Big picture: Overall, an inaccurate target valuation is the third biggest concern of CFOs about M&As, with 14% citing this issue. Failure to effectively integrate the target is the top concern (43%), and a changing regulatory and legislative environment is in the No. 2 spot (16%).
“Target companies may be expected to view their cash flow projections optimistically, believing that recovery will likely drive market opportunities and growth,” explains Eric Pillmore, senior advisor to Deloitte LLP’s Center for Corporate Governance. “Yet how quickly, and how successfully, the post-transaction company may be able to exploit growth opportunities has become an open question under current circumstances,” he adds. Past disappointments and the write-downs taken during the financial crisis of 2007-2008 coupled with the weakness of the current U.S. economy may help explain why there is a “strong reinforcement for a cautionary view to M&A,” he says.

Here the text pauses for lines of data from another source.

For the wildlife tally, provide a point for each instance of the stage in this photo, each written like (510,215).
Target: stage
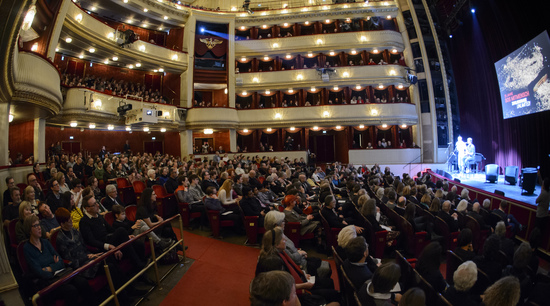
(510,191)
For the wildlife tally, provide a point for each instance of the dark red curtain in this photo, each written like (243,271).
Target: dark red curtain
(497,28)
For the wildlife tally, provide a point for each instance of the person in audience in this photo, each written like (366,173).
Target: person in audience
(38,193)
(488,261)
(428,266)
(413,297)
(211,202)
(138,227)
(464,279)
(10,183)
(147,212)
(377,291)
(99,234)
(274,242)
(476,215)
(504,292)
(355,265)
(48,222)
(171,183)
(11,211)
(111,198)
(44,263)
(275,288)
(225,194)
(465,248)
(25,210)
(450,219)
(312,265)
(251,206)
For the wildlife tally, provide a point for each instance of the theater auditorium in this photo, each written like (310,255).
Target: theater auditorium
(278,152)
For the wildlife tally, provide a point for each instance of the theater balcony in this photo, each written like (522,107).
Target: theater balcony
(386,39)
(328,115)
(343,76)
(86,106)
(81,33)
(37,92)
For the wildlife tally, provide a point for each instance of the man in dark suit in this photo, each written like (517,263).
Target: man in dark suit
(251,206)
(400,208)
(475,214)
(112,197)
(355,264)
(97,233)
(445,214)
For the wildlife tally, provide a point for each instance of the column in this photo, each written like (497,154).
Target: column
(39,140)
(186,143)
(4,133)
(58,24)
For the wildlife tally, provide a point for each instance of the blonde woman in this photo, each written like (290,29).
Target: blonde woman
(225,194)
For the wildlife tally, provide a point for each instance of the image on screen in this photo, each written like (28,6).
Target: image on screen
(523,78)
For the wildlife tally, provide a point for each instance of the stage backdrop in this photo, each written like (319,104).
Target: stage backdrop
(498,28)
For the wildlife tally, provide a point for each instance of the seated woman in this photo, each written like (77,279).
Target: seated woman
(306,222)
(274,243)
(25,210)
(312,265)
(44,264)
(225,194)
(465,249)
(377,291)
(428,266)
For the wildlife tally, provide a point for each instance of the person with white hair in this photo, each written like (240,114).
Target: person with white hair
(464,279)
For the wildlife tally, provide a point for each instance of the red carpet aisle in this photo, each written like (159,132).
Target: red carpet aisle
(220,274)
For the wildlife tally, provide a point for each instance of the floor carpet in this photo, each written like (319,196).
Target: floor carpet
(221,273)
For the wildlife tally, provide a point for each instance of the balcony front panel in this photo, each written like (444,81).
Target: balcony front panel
(331,115)
(385,39)
(374,75)
(87,105)
(86,30)
(37,89)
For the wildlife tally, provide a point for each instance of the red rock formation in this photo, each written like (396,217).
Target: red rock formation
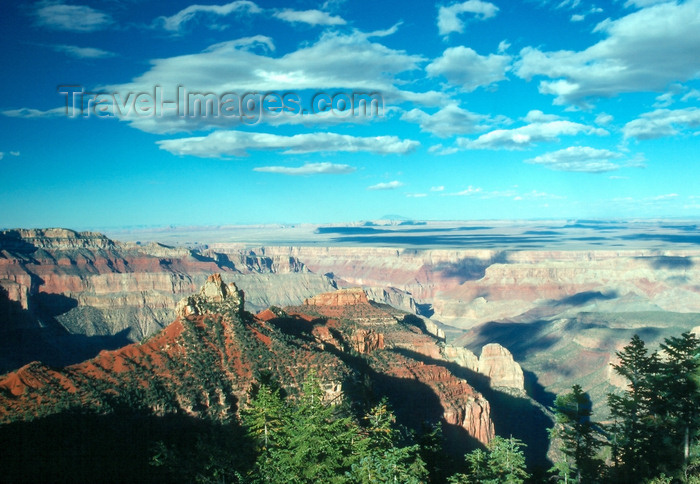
(497,363)
(365,341)
(343,297)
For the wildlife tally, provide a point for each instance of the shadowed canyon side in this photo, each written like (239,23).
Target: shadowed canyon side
(562,314)
(64,295)
(205,363)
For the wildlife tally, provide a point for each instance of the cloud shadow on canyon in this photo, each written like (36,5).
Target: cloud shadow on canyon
(515,416)
(35,334)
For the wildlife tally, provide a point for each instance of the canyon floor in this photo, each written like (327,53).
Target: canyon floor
(562,296)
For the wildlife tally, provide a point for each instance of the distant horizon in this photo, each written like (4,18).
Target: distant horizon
(254,112)
(665,236)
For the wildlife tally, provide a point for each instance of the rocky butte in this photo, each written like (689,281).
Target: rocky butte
(562,314)
(205,363)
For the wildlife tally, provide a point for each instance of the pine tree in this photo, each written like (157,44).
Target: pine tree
(318,443)
(577,434)
(507,461)
(680,391)
(382,458)
(635,421)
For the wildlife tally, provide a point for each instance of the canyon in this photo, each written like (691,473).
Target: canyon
(206,363)
(562,314)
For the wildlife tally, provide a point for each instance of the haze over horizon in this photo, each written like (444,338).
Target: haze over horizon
(524,110)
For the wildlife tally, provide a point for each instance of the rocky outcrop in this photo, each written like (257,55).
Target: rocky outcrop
(205,362)
(343,297)
(497,363)
(214,297)
(351,303)
(365,341)
(462,356)
(82,283)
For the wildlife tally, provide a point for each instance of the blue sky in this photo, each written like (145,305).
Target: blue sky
(490,110)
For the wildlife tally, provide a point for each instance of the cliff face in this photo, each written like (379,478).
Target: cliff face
(497,363)
(205,362)
(84,284)
(466,288)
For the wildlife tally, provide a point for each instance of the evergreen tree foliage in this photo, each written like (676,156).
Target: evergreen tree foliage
(382,459)
(635,422)
(578,437)
(679,390)
(504,463)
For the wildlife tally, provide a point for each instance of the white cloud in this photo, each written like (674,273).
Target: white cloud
(662,122)
(237,143)
(667,196)
(175,22)
(690,95)
(528,135)
(469,191)
(603,119)
(448,121)
(579,159)
(311,17)
(324,168)
(392,185)
(83,52)
(463,67)
(440,150)
(503,46)
(351,63)
(448,17)
(537,116)
(35,113)
(643,51)
(11,153)
(73,18)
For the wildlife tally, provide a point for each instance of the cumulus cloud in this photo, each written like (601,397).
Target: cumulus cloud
(469,191)
(11,153)
(663,122)
(237,143)
(448,17)
(463,67)
(324,168)
(643,51)
(311,17)
(351,63)
(447,121)
(176,22)
(526,136)
(83,52)
(579,159)
(392,185)
(35,113)
(73,18)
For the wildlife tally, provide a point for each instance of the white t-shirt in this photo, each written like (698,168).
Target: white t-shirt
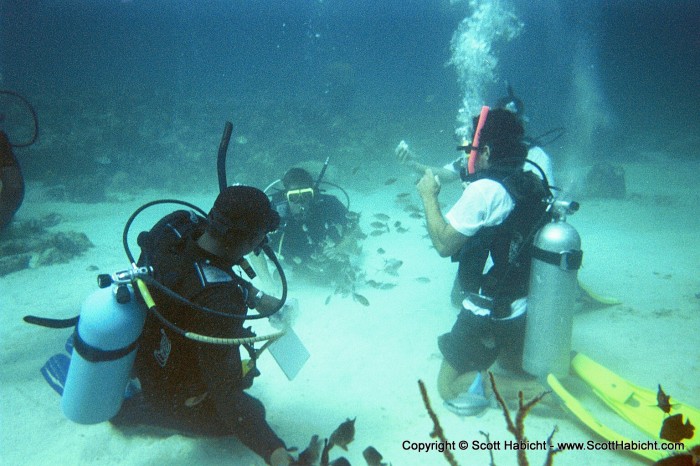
(535,154)
(483,203)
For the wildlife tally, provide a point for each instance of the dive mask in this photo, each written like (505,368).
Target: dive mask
(300,196)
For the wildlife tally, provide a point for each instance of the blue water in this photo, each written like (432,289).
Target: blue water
(146,81)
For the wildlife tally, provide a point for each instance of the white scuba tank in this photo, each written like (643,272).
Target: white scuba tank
(556,258)
(105,343)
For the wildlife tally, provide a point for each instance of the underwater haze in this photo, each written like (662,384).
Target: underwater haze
(132,97)
(151,82)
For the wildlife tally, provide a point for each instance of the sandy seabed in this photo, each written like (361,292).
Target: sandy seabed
(366,360)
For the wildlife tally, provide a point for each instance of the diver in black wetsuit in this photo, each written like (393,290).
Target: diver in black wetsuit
(194,387)
(11,182)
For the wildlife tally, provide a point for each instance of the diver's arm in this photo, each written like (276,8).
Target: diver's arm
(446,240)
(409,159)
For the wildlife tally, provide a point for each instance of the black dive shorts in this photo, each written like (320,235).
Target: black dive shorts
(476,342)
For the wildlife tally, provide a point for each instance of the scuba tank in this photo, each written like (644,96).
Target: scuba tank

What to do: Of course, valuation analysts must regularly be on guard about the reliability of management projections. One good idea is to check the forecast against what industry analysts are projecting. If there is a big difference, can management explain it? Also, check how well management did with past forecasts. Did it hit its targets or was it way off? Also, management should have had all of the business units and department heads involved in coming up with the projections.
If you can’t trust the projection management gives you, try to adjust it or develop one on your own. If that’s not doable, you can choose to reject the income approach altogether.
If you do end up using management projections, include some disclaimer language in your report. The gist of the language should make it clear that you cannot guarantee that the forecasted results will be achieved, and therefore your conclusion of value could be materially affected.